Question 3: What changes can we make that will result in improvement?
This question is where improvement gets kind of fun. Depending on the complexity of the system that you are trying to improve, you may be able to come up with very simple ideas and test them easily. Answering this question also allows you to be quite creative in the solutions you suggest. Have you seen something work another industry that you think may apply to your day-to-day practice? Try it out!
Once you’ve answered the three questions above, it’s time to test the actual changes. These are done through iterative cycles known as “PDSA or Plan-Do-Study-Act Cycles.”
These are simple experiments that take the ideas that you’ve created above and actually test them.
Plan: What are planning to do? How will you do it? Is anyone else going to test the change with you? how will you collect the data?
Do: Implement the test and collect the data
Study: What did you learn? Did the data match the predictions?
Act: What you need to change before the next cycle? Did it work well enough that you can apply it more broadly?
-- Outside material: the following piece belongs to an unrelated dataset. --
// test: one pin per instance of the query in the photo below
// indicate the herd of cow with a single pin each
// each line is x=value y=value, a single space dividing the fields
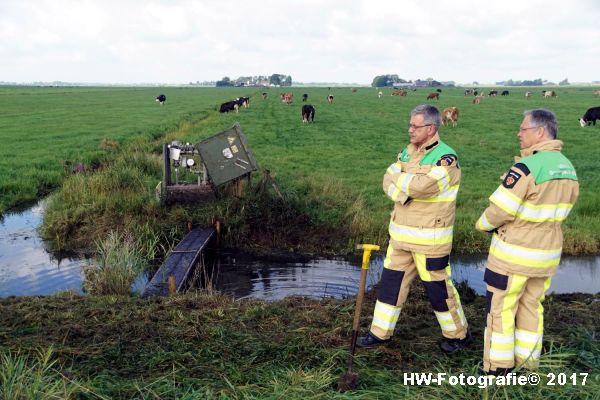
x=449 y=115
Notice from the above figure that the cycles are designed to be iterative, meaning one cycle flows smoothly into the next cycle as the data guides the improvements. Too often in healthcare, we identify a change and go straight into implementation. This is the dangerous practice that both Scott and Simon cautioned against. The below figure illustrates why it is important to implement changes very slowly. Every change comes with a cost. The higher the cost, the smaller the test should be. If there is a potential of harming a patient, VERY small tests are the first choice. This helps to mitigate the harm while allowing for future cycles to scale up if the change seems feasible. It also allows the early adopters to get things right before pushing the change out into the workforce.
While this model may seem complex, with a little bit of trial and error, it is quite simple to apply. It is also universally scalable. Want to lose weight? Apply the model: What am I trying to do? Lose weight. How will I know the change and improvement? My weight will drop, my clothing will fit easier, I’ll feel better, etc. What changes can I make? Eat less, exercise more, etc. These three critical questions, once answered, can then be tested, measured, and modified. Whether trying out simple new things were attempting to modify complex systems, use of this model allows a practical approach to making changes that drive improvement. It also allows “less expert” early adopters to safely dip their feet into the world of FOAM.